ERP provides one of the most effective methods available to state and local governments to take a comprehensive look across operations and manage resources from an enterprise-wide perspective. Considering that this is a significant investment that will stay with your organization for 10 – 15 years, it will be important to have a well thought out process. One of the areas where many businesses and governments fall short on ERP implementation is underestimating the capacity of ERP and not ensuring that business practices adjust to maximize benefits. One way to mitigate this is to conduct a needs assessment. A needs assessment should look at the following issues:
- What are our current business practices? Are the appropriate controls in place? Is the process efficient? What makes the process inefficient – is it the lack of technology or is it the process itself (too many hand offs, processes that are tailored to a particular department)?
- What is the long term strategy of my organization? Are my business practices in alignment?
- What resources are available for the initiative (technology, people, funding)?
- What is the scope of the initiative? Are we only considering core financial and human resource/payroll functions? Or, are we considering permitting, property tax, business licensing, parks and recreation, etc.?
- What are the risks to the organization and a successful project?

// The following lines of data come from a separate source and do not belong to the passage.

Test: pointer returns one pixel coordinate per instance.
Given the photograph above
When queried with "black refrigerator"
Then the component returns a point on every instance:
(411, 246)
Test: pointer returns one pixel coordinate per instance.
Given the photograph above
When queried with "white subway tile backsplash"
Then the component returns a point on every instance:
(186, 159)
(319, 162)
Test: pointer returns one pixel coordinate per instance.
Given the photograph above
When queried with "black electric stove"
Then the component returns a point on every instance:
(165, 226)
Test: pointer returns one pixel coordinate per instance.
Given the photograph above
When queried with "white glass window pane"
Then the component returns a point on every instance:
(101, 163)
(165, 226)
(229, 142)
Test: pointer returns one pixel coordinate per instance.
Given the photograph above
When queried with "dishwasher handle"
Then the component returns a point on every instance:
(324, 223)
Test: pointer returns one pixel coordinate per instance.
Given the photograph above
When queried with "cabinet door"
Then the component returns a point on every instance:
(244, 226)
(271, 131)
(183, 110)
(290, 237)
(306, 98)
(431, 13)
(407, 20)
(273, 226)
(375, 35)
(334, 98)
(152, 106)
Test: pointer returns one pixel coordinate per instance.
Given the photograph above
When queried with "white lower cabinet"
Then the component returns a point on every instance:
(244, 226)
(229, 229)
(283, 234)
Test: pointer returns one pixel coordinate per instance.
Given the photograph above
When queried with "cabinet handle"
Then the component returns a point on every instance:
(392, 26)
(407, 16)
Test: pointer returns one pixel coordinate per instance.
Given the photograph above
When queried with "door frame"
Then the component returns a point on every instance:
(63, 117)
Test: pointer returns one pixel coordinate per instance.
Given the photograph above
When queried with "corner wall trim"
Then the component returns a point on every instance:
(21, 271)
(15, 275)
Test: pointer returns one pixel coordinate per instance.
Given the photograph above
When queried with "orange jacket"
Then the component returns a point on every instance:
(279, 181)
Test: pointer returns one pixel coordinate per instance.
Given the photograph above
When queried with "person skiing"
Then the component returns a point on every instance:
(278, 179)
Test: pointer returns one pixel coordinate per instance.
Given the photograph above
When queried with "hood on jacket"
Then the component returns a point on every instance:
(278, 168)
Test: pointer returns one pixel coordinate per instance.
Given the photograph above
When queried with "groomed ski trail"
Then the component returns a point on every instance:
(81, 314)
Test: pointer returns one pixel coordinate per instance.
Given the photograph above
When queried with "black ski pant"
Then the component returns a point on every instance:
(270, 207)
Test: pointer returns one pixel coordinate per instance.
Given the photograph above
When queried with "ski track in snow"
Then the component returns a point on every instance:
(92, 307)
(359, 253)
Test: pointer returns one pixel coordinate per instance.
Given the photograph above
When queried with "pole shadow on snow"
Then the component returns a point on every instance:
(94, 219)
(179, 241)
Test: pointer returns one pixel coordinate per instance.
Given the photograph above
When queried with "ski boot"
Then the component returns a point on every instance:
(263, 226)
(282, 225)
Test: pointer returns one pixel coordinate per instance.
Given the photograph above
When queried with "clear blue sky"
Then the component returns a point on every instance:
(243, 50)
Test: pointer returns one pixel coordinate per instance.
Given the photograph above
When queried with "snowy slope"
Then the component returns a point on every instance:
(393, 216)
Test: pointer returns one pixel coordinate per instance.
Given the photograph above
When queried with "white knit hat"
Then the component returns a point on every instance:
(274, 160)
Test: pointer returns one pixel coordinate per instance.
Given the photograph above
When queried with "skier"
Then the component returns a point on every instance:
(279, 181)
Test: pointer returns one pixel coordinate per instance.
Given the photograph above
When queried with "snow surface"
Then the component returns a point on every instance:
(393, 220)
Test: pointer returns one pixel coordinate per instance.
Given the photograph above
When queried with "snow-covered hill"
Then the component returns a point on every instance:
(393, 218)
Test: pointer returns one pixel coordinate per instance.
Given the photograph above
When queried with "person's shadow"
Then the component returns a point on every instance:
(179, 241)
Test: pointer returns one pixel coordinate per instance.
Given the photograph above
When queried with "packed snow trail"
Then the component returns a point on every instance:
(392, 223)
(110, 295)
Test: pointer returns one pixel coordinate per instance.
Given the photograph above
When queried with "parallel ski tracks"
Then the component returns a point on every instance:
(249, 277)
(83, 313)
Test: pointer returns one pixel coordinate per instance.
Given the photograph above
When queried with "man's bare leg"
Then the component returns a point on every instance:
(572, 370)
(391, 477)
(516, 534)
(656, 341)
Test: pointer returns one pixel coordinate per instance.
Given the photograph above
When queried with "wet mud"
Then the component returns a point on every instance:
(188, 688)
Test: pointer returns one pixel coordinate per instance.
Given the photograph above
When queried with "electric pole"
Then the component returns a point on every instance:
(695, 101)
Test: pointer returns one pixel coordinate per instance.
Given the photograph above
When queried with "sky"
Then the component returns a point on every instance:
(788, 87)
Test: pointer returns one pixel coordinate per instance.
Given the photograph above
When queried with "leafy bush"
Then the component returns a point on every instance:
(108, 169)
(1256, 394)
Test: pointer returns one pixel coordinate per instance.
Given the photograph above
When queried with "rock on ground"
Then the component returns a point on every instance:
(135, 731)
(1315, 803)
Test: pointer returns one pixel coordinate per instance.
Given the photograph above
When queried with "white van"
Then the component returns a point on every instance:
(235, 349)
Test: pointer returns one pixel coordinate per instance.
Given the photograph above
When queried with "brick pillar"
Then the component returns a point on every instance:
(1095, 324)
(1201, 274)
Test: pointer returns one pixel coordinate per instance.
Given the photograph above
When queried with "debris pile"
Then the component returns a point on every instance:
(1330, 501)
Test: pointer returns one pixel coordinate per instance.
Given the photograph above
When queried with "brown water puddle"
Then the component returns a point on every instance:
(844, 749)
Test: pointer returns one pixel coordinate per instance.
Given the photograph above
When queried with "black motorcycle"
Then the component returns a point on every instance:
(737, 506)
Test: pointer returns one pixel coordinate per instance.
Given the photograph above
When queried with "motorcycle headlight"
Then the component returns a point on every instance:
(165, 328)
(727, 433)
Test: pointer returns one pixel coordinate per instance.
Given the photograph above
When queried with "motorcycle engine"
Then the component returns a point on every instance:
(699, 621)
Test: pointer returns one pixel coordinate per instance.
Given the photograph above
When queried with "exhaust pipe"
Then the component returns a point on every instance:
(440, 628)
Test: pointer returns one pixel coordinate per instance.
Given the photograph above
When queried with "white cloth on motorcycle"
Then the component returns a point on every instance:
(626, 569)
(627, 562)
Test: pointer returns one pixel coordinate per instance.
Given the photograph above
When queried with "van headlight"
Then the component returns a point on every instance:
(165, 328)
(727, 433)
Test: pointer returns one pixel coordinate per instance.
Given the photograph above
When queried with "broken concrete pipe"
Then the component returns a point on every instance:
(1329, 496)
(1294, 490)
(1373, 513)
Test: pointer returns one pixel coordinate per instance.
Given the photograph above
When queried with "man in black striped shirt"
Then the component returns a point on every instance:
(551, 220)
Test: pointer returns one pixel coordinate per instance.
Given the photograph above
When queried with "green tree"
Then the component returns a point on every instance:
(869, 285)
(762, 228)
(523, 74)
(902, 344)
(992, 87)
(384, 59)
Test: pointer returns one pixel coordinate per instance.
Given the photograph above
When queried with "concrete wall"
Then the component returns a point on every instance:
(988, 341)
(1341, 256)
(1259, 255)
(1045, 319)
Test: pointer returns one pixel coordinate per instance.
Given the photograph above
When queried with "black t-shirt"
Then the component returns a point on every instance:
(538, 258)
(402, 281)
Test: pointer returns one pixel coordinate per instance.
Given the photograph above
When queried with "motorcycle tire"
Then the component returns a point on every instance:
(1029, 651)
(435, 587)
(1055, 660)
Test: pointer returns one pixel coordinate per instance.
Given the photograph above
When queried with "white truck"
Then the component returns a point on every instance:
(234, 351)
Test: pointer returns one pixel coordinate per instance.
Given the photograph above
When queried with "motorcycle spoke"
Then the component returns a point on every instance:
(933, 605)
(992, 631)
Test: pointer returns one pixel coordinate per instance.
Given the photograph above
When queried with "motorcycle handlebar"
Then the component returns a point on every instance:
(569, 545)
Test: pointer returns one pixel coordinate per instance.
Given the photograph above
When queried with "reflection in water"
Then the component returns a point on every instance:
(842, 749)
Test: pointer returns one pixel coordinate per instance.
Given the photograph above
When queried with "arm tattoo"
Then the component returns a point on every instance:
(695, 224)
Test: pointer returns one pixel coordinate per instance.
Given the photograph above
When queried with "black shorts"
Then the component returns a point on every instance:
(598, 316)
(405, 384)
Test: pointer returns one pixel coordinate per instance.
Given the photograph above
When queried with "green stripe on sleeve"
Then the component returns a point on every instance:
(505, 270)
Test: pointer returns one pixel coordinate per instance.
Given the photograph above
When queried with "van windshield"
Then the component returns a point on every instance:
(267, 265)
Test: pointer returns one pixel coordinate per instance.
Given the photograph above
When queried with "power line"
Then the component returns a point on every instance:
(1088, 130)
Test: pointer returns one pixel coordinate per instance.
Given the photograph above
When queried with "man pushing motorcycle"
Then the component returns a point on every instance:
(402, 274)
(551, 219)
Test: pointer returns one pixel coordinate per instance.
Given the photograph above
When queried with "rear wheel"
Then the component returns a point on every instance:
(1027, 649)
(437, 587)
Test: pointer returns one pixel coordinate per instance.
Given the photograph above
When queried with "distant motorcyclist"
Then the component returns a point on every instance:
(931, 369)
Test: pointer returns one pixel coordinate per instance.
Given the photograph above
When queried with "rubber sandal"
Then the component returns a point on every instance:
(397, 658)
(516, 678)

A needs assessment affords the organization an opportunity to be thoughtful about what the motivations are and what the necessary changes will need to be in order to move forward with a successful procurement and implementation. There are many examples of where not having this type of examination has led to problems in both system selections and implementation. The following are some examples of this:
- One municipality who was going through vendor demonstrations was greatly impressed by some of the functionality in the purchasing module of a proposed system. The selection team was drawn to this vendor as a result of this presentation. However, the major difficulty at the city was with their human resource process. This is where the city was looking to focus efforts. Having a needs assessment process would have allowed the city to tie their selection directly back to the strategic vision and priorities that they identified. This would have allowed them to ensure that the purchase was focused on these priorities and not as much on which part of the product demonstrated well.
- Another municipality had been working in a very manual environment with multiple handoffs and numerous disconnected paper forms. After the village selected a system and began implementation, there was not much consideration of how the business at the village needed to change. As a result, staff focused their implementation on an automation of current processes and did not take enough advantage of the system’s capabilities. About three years post go-live, the village hired a consultant to review their implementation. One of the main findings of this assessment was that business processes did not change enough and were inefficient. The village ended up making several adjustments to the system and their processes as a result. A needs assessment would have identified the processes requiring adjustment in advance of implementation.
- One county knew that they needed to change multiple areas of their business operations. They decided to implement HR/Payroll, Finance, Property Tax, Customer Relationship Management (CRM) and Work Orders. Given the fact that they felt that operations needed significant improvement, they wanted to make sure that all of these systems were implemented and live within 36 months. Unfortunately, once the county got into implementation, they quickly realized that they did not have enough staff in order to both implement the systems and manage the day-to-day business of government. There were many times where the implementation vendor was on site and county staff would be pulled in multiple directions. This extended the implementation timeline out by nearly a full year and increased the total cost of the contract. A needs assessment would have focused on the amount of time needed by staff to participate in the implementation and could have saved the county both time and money.
A significant step in the ERP process, the needs assessment will generally take three to four months to complete and requires the engagement of every facet of the organization. While this process requires a significant investment of time and effort, it is crucial to ensuring that your ERP investment appropriately addresses the difficulties that your organization is currently experiencing. With the level of investment that your organization is going to make on this procurement, it is critical to take all steps necessary to ensure that you spend your scarce resources wisely.